MAB - Museo di Art Brut : restauro e rifunzionalizzazione degli ex laboratori arti e mestieri della Reale Certosa di Collegno
Chiara Miranda
MAB - Museo di Art Brut : restauro e rifunzionalizzazione degli ex laboratori arti e mestieri della Reale Certosa di Collegno.
Rel. Emanuele Morezzi, Valeria Minucciani. Politecnico di Torino, Corso di laurea magistrale in Architettura Per Il Restauro E Valorizzazione Del Patrimonio, 2016
Abstract
PREMESSA
Entrando nel parco della Reale Certosa di Collegno, si respirano anni di storia e di storie, di personaggi e persone, i quali hanno abitato e vissuto gli edifici. Oggi giungono a noi in forma di degrado e abbandono, ma non nascondono il carattere delle architetture e la loro potenzialità.
Il progetto di recupero degli ex laboratori arti e mestieri si inserisce in una più vasta proposta di riassetto dell'area, con l'obiettivo di recuperare l'identità che il complesso ha perso dopo la Legge Basaglia del 1978.
Per comprendere meglio la situazione dopo la chiusura dei complessi manicomiali sono stati effettuati studi su diverse strutture in Italia, oltre che documentarsi sul movimento politico e d'opinione dell'epoca che ha portato a questo profondo cambiamento.
Nell'ultimo ventennio vi è stato un crescente interesse nel riutilizzo di questi fabbricati. Ana-lizzando alcuni interventi negli ultimi anni su ex Ospedali Psichiatrici, si deduce che le funzioni alle quali si prestano maggiormente sono di tipo ospedaliero.

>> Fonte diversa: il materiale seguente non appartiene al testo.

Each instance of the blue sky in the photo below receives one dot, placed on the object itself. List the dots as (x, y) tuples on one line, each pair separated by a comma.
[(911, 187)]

Ricordiamo però che tanti rimangono in stato di abbandono.
Sono appunto state analizzate più concretamente le strutture di Cagliari, Venezia e Volterra; scelte per la loro diversità nelle funzioni. Villa Clara (Cagliari) ha una continuità nella sua funzione in quanto rimane ASL; San Clemente (Venezia), invece, è un caso particolare, sia per la sua collocazione isolata che per la sua nuova funzione di albergo di lusso. Volterra rimane in disuso, a causa della sua maestosità e lo stato grave di abbandono, ma rimane comunque vivo nella memoria. La software house italiana Lka ha ricostruito la storia di una ragazza, ospitata all'interno di uno dei padiglioni dell'ospedale psichiatrico, nel documentario videoludico The Town of Light.
La tesi si basa sulla conservazione e il riuso del fabbricato che ospitava i laboratori arti e mestieri, dove si svolgevano le ergoterapie, analizzando la sua natura a partire dalla sua storia, per poi giungere fino ad adeguarlo alle esigenze funzionali di un museo.
Un museo di arte che nasce da quelle storie e dai quei personaggi che hanno vissuto questi spazi. Vuoti che fanno percepire la realtà inquietante che li caratterizza.
Art Brut che porta con sè creatori inconsapevoli, spinti dal bisogno di trovare un luogo, l'opera d'arte, dove sia davvero possibile dire tutto.
Dopo aver visitato il Castello di Casale Monferrato, ove si è tenuta la mostra di Outsider Art della collezione Fabio e Leo Cei, è stato contattato Fabio Cei per poter usufruire della sua collezione.
Il progetto di allestimento, quindi, si è basato su di una collezione concreta, sono stati definiti i percorsi, la distribuzione interna delle sale, l'illuminazione, i materiali e soprattutto è stata pensata la storia da raccontare attraverso gli spazi dell'edificio; rievocando la storicità del luogo diventando così un museo dell'arte esposta ma anche dell'involucro che la contiene.